On October 14, 2009 Steve Benen took to his blog, Washington Monthly, to discuss the media’s lack of attention to the gay rights rally that happened on Sunday October 11, 2009 particularly one network: Fox News Channel. The gay rights rally had the same turn out as September’s Tea Party Rally but was deemed more news worthy than gay rights. Benen took to Jon Stewart’s coverage of the matter where Stewart pointed out that Fox, who loves protests and angry Americans, spent 3 minutes and 42 seconds between the hours of 6 a.m. and 9 p.m. covering their issues while in the same day they spent 8 minutes and 16 seconds covering the much smaller protest of parents in New Jersey over the song their children sang about President Obama. The only on-air coverage they showed of the rally didn’t even come from their own network but an aerial view of the march from ABC. To add more concern to the lack of attention it got NBC spent less time covering it than they did with their “Honeymoon in Hell” special and CNN sent a camera crew to the march but didn’t assign an on-air correspondent to cover it. MSNBC was the only network mentioned in Benen’s commentary to have sent a reporter out to the rally. 75,000 Americans looking for equal rights wasn’t news worthy to many and Fox News proved that. The intended audience for Benen’s commentary are those to fail to notice everyone as equals.

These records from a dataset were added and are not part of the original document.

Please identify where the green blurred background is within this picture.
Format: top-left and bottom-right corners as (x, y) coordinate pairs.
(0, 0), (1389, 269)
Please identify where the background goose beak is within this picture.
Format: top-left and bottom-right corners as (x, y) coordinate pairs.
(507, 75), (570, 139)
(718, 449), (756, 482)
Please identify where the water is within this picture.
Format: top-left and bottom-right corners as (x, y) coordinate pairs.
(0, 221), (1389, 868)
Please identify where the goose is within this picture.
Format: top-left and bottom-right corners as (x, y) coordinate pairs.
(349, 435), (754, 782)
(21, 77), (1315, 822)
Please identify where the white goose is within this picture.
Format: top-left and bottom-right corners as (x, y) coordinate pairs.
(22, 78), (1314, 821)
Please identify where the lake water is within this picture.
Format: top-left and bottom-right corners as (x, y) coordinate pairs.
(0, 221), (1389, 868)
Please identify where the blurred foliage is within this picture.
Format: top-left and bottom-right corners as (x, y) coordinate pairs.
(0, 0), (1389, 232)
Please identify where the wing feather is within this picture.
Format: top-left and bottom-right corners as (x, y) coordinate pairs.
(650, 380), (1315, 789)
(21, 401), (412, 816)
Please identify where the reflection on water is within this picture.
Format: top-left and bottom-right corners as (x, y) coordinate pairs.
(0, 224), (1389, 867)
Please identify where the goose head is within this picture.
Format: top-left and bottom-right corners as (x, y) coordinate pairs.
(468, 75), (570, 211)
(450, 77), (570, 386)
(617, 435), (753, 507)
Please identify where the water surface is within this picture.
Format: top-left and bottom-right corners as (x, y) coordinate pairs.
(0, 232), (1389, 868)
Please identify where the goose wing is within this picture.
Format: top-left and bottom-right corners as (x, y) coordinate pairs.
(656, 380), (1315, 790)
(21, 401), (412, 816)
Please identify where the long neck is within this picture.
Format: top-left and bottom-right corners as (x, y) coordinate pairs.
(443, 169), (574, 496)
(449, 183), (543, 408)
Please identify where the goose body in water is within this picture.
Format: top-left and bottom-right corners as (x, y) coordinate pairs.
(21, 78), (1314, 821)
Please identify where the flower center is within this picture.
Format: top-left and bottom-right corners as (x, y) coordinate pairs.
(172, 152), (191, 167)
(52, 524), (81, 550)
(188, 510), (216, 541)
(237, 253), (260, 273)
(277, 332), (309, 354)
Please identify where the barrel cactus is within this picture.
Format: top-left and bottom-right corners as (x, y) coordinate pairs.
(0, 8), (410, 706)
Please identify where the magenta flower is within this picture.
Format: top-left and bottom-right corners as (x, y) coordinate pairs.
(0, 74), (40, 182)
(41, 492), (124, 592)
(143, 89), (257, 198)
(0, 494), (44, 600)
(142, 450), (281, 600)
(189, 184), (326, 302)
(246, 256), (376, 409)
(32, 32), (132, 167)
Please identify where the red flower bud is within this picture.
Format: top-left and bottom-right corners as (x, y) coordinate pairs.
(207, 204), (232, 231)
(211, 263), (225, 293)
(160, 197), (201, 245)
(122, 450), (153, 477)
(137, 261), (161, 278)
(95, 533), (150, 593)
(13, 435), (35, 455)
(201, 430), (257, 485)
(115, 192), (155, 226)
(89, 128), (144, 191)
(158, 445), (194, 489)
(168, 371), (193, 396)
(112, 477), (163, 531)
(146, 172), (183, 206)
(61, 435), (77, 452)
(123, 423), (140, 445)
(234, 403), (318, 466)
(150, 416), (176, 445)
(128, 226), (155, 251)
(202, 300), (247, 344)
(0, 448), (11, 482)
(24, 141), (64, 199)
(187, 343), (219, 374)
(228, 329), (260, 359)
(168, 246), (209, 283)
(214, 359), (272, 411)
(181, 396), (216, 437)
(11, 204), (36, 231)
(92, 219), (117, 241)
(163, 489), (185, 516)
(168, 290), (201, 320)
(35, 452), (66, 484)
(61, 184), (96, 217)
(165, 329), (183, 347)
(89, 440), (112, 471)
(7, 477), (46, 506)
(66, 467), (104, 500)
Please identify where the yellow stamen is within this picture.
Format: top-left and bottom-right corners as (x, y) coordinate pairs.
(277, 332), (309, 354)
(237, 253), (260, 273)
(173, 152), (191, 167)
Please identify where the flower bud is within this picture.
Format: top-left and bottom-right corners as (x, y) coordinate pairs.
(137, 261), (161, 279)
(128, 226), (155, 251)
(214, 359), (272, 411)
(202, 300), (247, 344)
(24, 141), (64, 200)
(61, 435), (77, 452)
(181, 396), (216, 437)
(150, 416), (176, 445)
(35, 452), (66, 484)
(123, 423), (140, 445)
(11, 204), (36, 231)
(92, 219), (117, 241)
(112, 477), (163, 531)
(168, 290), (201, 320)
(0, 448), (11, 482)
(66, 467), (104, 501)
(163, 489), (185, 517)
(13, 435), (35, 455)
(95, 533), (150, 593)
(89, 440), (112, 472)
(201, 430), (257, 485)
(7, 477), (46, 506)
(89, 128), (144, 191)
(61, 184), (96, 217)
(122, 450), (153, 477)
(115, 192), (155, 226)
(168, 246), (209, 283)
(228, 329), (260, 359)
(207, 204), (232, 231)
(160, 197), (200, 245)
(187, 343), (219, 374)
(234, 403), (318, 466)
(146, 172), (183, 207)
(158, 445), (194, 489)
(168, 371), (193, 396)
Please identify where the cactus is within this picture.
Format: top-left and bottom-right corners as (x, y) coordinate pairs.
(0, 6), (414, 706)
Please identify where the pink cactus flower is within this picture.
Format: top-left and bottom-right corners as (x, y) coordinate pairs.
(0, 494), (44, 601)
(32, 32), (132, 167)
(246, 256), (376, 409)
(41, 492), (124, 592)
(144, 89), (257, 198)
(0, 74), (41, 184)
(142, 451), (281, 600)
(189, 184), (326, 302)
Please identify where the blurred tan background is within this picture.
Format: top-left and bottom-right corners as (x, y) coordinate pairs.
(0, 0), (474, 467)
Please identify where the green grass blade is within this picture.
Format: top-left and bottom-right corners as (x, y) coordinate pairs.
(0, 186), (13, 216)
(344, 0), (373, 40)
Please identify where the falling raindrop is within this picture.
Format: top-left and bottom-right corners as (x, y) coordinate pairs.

Both Stewart and Benen are speaking out to Fox News Affiliates and other networks to realizes their mistake and hopefully change their course of action when deciding what they find newsworthy and not. It is sad when a network like Fox chooses to show a supposed spot of where a much smaller protest took place and choose to ignore 75,000 people marching in front of the United States capitol that happens to be right outside of their window.

Friday, October 2, 2009

The Health-Care Ego Trip

Robert J. Samuelson, a columnist for The Washington Post wrote a logical opinion about the health care reform bill President Obama is pushing. In the article Samuelson's opinion seems justified by statistics he researched and his comments based on them. For example, according to one study being uninsured leads for 45,000 deaths in America. As sad as it is that those 45,000 people die from lack of professional health care does it mean that those 45,000 people, given the opportunity to have insurance, would take it? According to Samuelson in another study, 10.9 million who were eligible for insurance didn't take it in 2007. In a figure cited by Baucus, the number of Americans who die from being uninsured in "itself is an unreliable statistical construct built on many assumptions." By a base of 351 deaths, 60 of them were uninsured. When averaged out the percentages weren't far apart (3 % insured to 3.3% uninsured).
To quote Samuelson: "The point is not to deny that the uninsured are more vulnerable...the point is that estimating how much is extremely difficult." To pull from personal experience, I agree with Samuelson's opinion about the health care reform for the most part. I am uninsured at the moment but do not plan to be for much longer. It is unfortunate that I lost it but at the same time looking at the percentages of those eligible to receive insurance to those who are not really delegate how much the reform may help or may cause more trouble to our ever growing recession. Politicians want us to believe that they are god and that it is their destiny to serve for our government and to make our laws but to us it makes us suspicious for their decisions and the bills they are trying to pass.
A bill like that Health Care Reform seems like a great plan on the outside but along side the big print there is also the small print most people don't read. Our question is: What does the small print fully entail? The Wall Street Journal recently pulled a poll amongst their readers and according to their responses just over 40% opposed Obama's proposal and another 39% were undecided. I believe you can add me to the undecided poll.